Tan maravilloso, y milagroso, fue este viaje que, no puedo olvidar contarles esto: que después de haber ido al extremo del puente y entrar en aquel barrio, pues Elvira quería ver la iglesia de la Virgen de Praga, o de la Virgen con el Niño, algo así, que allá estaba, al regresar íbamos como a medio puente, cuando Elvira me dice: “Oye, oye lo que están tocando” y de inmediato escuché que un conjuntito de jazz frente al que íbamos pasando, comenzaba a tocar “Tenías que ser tú”, la pieza que tantas veces bailáramos de novios en el Casino de la Laguna, que desde entonces hiciéramos nuestra, con la promesa de besarnos siempre que la oyéramos en nuestra vida, estuviéramos donde estuviéramos, y por supuesto que también en esta ocasión lo hicimos, con la sorpresa y el alborozo de Alejandra y Lupita.

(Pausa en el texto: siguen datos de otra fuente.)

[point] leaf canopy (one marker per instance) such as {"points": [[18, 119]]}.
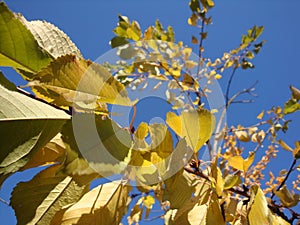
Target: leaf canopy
{"points": [[18, 47]]}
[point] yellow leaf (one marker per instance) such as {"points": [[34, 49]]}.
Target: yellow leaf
{"points": [[285, 146], [149, 201], [242, 135], [239, 163], [286, 197], [260, 116], [248, 162], [231, 180], [69, 81], [142, 131], [196, 126], [105, 203], [259, 212], [218, 76]]}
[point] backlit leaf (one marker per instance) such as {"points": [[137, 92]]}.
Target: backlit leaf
{"points": [[44, 195], [105, 204], [259, 212], [196, 126]]}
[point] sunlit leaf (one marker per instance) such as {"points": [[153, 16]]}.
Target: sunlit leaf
{"points": [[97, 143], [286, 197], [196, 126], [69, 81], [243, 135], [231, 180], [26, 126], [105, 204], [239, 163], [54, 151], [50, 38], [295, 92], [18, 47], [49, 192], [285, 146], [179, 189], [291, 106], [259, 212]]}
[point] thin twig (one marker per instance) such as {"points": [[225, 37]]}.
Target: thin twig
{"points": [[4, 201], [286, 177], [228, 86]]}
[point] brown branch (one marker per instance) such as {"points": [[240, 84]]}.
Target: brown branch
{"points": [[4, 201], [286, 177]]}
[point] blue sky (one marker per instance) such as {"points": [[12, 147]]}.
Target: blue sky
{"points": [[89, 24]]}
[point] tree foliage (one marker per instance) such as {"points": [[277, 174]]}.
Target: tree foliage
{"points": [[72, 99]]}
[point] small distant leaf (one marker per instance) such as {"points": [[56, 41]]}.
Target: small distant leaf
{"points": [[295, 92], [260, 116], [196, 126], [296, 152], [239, 163], [118, 41], [231, 180], [105, 204], [291, 106], [243, 135], [194, 40], [259, 212], [285, 146], [286, 197], [194, 5]]}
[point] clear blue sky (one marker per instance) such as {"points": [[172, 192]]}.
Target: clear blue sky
{"points": [[89, 24]]}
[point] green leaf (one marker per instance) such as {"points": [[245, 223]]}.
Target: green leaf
{"points": [[18, 47], [50, 38], [69, 81], [105, 146], [26, 126], [37, 201], [105, 204], [196, 126]]}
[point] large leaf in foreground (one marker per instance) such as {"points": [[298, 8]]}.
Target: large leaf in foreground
{"points": [[69, 81], [105, 204], [196, 126], [38, 200], [105, 146], [26, 125], [18, 47], [50, 38]]}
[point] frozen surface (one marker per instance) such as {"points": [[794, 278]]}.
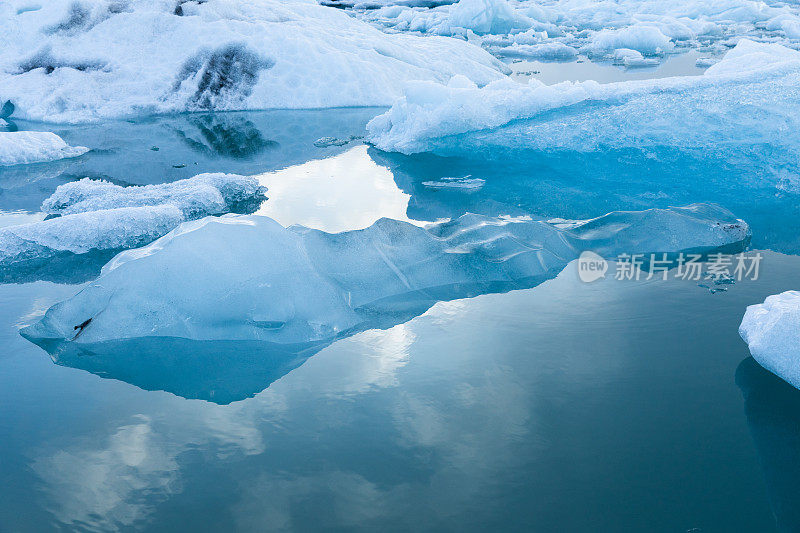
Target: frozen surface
{"points": [[73, 61], [653, 27], [772, 331], [204, 194], [686, 112], [24, 147], [125, 227], [249, 278]]}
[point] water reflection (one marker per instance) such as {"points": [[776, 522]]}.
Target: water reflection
{"points": [[343, 192], [772, 407], [224, 135]]}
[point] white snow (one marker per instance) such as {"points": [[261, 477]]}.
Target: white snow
{"points": [[544, 52], [487, 16], [98, 215], [81, 60], [772, 331], [643, 38], [693, 111], [248, 277], [24, 147], [107, 229], [196, 197], [653, 27]]}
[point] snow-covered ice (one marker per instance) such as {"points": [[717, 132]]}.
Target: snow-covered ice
{"points": [[98, 215], [772, 331], [653, 27], [80, 60], [691, 111], [249, 278], [106, 229], [24, 147], [196, 197]]}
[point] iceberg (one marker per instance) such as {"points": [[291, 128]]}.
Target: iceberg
{"points": [[247, 278], [107, 229], [772, 331], [90, 216], [487, 16], [653, 27], [25, 147], [695, 112], [83, 60], [196, 197], [646, 39]]}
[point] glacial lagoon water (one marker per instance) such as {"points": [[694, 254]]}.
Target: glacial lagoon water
{"points": [[610, 406]]}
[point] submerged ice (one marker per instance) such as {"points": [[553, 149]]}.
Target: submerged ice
{"points": [[772, 331], [249, 278]]}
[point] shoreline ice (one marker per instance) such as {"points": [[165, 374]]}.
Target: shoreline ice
{"points": [[772, 332], [27, 147]]}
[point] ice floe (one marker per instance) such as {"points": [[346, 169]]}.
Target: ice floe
{"points": [[204, 194], [597, 29], [98, 215], [772, 331], [693, 111], [80, 60], [249, 278], [24, 147]]}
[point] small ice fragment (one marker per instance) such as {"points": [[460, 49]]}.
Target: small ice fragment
{"points": [[772, 331], [324, 142]]}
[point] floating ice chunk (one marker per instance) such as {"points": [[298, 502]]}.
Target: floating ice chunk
{"points": [[77, 61], [487, 16], [648, 40], [543, 52], [705, 62], [201, 195], [632, 58], [23, 147], [634, 113], [249, 278], [108, 229], [772, 331], [465, 183]]}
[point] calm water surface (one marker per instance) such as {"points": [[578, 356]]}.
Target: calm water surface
{"points": [[611, 406]]}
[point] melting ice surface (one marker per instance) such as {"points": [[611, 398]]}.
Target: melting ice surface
{"points": [[249, 278], [460, 411], [771, 331]]}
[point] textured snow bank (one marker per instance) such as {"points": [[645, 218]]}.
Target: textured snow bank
{"points": [[653, 27], [22, 147], [204, 194], [694, 110], [79, 60], [107, 229], [772, 331], [98, 215], [249, 278]]}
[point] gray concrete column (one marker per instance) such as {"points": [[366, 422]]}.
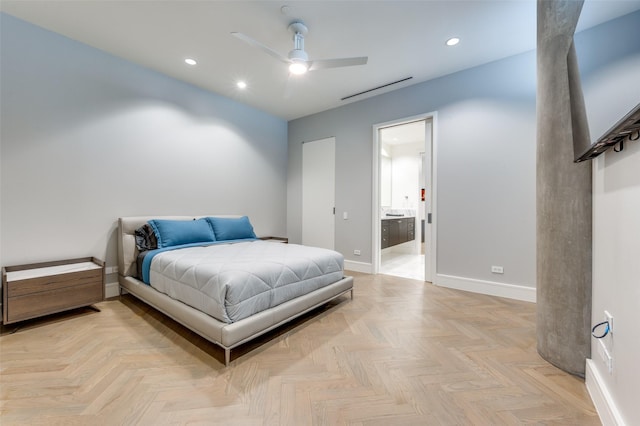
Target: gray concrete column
{"points": [[563, 195]]}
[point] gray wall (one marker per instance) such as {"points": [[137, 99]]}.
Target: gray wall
{"points": [[610, 70], [88, 137], [485, 168]]}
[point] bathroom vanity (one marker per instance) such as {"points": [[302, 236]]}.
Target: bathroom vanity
{"points": [[397, 230]]}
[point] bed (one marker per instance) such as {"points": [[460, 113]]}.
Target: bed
{"points": [[260, 304]]}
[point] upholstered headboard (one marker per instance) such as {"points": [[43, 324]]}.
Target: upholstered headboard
{"points": [[127, 251]]}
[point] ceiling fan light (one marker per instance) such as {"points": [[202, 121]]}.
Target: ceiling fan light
{"points": [[298, 67]]}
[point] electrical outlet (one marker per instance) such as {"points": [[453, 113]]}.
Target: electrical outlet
{"points": [[609, 318], [497, 269], [606, 356]]}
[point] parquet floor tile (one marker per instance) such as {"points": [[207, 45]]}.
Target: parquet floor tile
{"points": [[402, 352]]}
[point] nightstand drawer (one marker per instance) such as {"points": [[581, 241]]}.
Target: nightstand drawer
{"points": [[38, 304], [45, 288], [55, 282]]}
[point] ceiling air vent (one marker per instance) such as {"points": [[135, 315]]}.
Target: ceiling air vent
{"points": [[375, 88]]}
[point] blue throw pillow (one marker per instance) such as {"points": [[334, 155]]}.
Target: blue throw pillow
{"points": [[226, 228], [177, 232]]}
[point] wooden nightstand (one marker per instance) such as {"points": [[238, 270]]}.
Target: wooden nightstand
{"points": [[38, 289]]}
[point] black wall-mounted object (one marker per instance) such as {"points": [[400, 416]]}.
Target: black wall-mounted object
{"points": [[627, 127]]}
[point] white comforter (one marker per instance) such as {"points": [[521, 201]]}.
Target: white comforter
{"points": [[234, 281]]}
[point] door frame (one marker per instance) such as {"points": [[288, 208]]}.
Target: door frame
{"points": [[376, 222], [329, 232]]}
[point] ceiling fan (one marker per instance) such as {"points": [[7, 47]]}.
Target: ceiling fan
{"points": [[297, 58]]}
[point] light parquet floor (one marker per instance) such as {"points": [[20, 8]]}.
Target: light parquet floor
{"points": [[402, 352]]}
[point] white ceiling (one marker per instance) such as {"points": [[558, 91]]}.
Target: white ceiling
{"points": [[401, 38]]}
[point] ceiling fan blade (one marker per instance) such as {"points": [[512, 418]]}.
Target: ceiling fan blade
{"points": [[336, 63], [261, 46]]}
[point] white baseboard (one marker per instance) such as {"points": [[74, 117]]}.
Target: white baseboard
{"points": [[510, 291], [602, 400], [111, 290], [366, 268]]}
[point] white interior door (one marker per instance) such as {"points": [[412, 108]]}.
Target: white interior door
{"points": [[318, 193], [428, 205]]}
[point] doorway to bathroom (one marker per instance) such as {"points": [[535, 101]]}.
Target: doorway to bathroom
{"points": [[404, 244]]}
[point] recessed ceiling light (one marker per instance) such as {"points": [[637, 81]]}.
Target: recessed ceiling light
{"points": [[453, 41]]}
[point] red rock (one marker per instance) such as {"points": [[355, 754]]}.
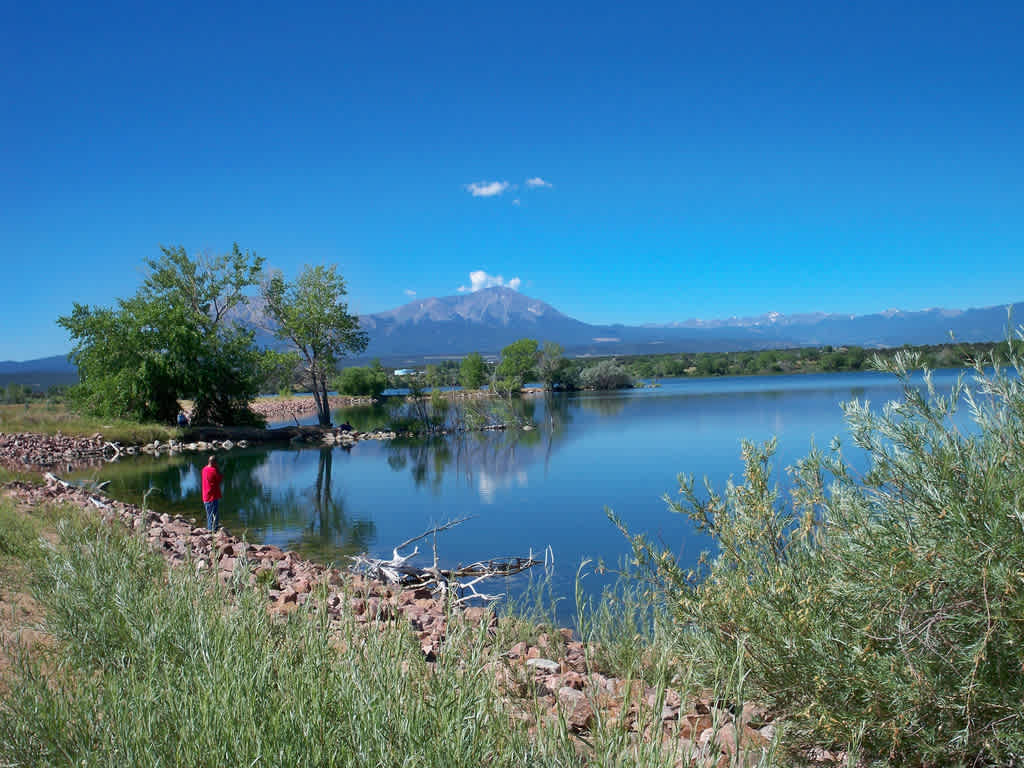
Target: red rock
{"points": [[573, 680], [579, 712], [475, 613]]}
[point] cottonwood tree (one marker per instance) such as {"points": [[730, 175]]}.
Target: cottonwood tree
{"points": [[173, 339], [473, 371], [311, 315], [517, 365]]}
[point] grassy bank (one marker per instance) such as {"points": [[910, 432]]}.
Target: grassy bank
{"points": [[50, 418], [146, 666]]}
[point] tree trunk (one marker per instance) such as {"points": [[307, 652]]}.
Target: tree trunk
{"points": [[324, 404]]}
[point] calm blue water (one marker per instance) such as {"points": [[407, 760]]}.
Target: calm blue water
{"points": [[528, 491]]}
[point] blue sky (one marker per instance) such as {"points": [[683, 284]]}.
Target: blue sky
{"points": [[697, 160]]}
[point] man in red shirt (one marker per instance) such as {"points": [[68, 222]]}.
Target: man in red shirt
{"points": [[211, 493]]}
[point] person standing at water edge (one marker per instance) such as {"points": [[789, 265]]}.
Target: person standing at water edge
{"points": [[211, 493]]}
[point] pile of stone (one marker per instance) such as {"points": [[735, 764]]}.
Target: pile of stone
{"points": [[157, 448], [26, 450], [284, 409], [551, 679]]}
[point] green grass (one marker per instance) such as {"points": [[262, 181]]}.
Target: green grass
{"points": [[159, 667], [50, 418]]}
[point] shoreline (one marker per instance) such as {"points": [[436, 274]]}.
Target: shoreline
{"points": [[554, 670]]}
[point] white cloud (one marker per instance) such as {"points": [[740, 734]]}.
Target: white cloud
{"points": [[486, 188], [479, 280]]}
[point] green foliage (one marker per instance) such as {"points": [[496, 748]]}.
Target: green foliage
{"points": [[605, 375], [516, 367], [171, 340], [15, 394], [554, 370], [311, 315], [887, 605], [157, 668], [368, 381], [473, 371]]}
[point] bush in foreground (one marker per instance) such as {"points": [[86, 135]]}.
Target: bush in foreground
{"points": [[150, 666], [885, 609]]}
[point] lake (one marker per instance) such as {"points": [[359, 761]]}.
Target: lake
{"points": [[542, 489]]}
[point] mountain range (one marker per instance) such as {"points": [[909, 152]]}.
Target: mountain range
{"points": [[487, 320]]}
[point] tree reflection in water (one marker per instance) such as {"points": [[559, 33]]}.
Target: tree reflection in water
{"points": [[312, 521], [488, 458]]}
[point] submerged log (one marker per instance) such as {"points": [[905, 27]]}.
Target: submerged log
{"points": [[459, 584]]}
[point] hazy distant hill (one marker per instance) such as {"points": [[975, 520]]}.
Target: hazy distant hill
{"points": [[488, 320], [56, 365]]}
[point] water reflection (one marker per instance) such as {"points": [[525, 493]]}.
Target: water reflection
{"points": [[527, 488]]}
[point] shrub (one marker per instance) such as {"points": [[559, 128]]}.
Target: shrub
{"points": [[605, 375], [889, 604], [361, 382]]}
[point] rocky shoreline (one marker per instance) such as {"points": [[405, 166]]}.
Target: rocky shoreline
{"points": [[283, 409], [552, 676]]}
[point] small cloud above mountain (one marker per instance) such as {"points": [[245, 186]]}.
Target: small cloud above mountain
{"points": [[486, 188], [479, 280]]}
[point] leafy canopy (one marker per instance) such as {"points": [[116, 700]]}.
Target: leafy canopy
{"points": [[473, 371], [311, 315], [517, 365], [171, 340]]}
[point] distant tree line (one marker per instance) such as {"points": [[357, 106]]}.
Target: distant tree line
{"points": [[527, 360]]}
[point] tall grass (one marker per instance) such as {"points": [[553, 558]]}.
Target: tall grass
{"points": [[886, 609], [159, 667], [50, 418]]}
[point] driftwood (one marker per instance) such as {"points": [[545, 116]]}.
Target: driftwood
{"points": [[85, 485], [457, 584]]}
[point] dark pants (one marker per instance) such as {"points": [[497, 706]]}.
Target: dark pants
{"points": [[212, 514]]}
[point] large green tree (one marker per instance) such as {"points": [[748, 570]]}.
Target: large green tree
{"points": [[311, 315], [473, 371], [173, 339], [517, 365]]}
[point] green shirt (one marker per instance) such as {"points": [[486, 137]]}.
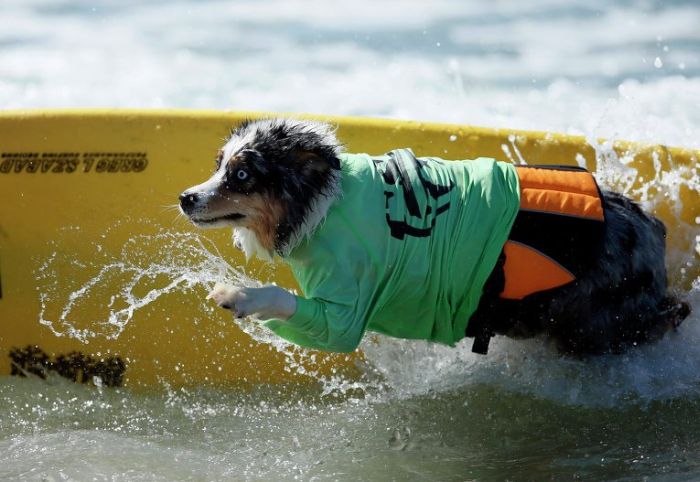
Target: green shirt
{"points": [[405, 252]]}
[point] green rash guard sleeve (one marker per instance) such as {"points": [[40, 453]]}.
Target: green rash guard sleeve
{"points": [[405, 251], [330, 320]]}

Y por último, ya en el aeropuerto, al que llegamos de madrugada y en la semioscuridad de la ciudad; después de las carreras para despachar hasta acá nuestro equipaje; nosotros sin hablar aquel idioma, y al chofer de la agencia que no lo dejaban estar más que unos minutos, ya saliere como saliere nos fuimos a la sala de espera cuando ya faltaban unos minutos para que los pasajeros comenzaran a buscar sus puertas hacia el avión, cuando alguien nos dijo si éramos mexicanos. ¡Pues claro que sí, le contestamos!

¿Y tú? “También; soy de Torreón y vivo aquí desde hace cuatro años; me llamo Fabio Valdés. (Hijo de Bulmaro (Q.P.D.) y Estelita Valdés. Y así fue como un lagunero nos despidió de Praga.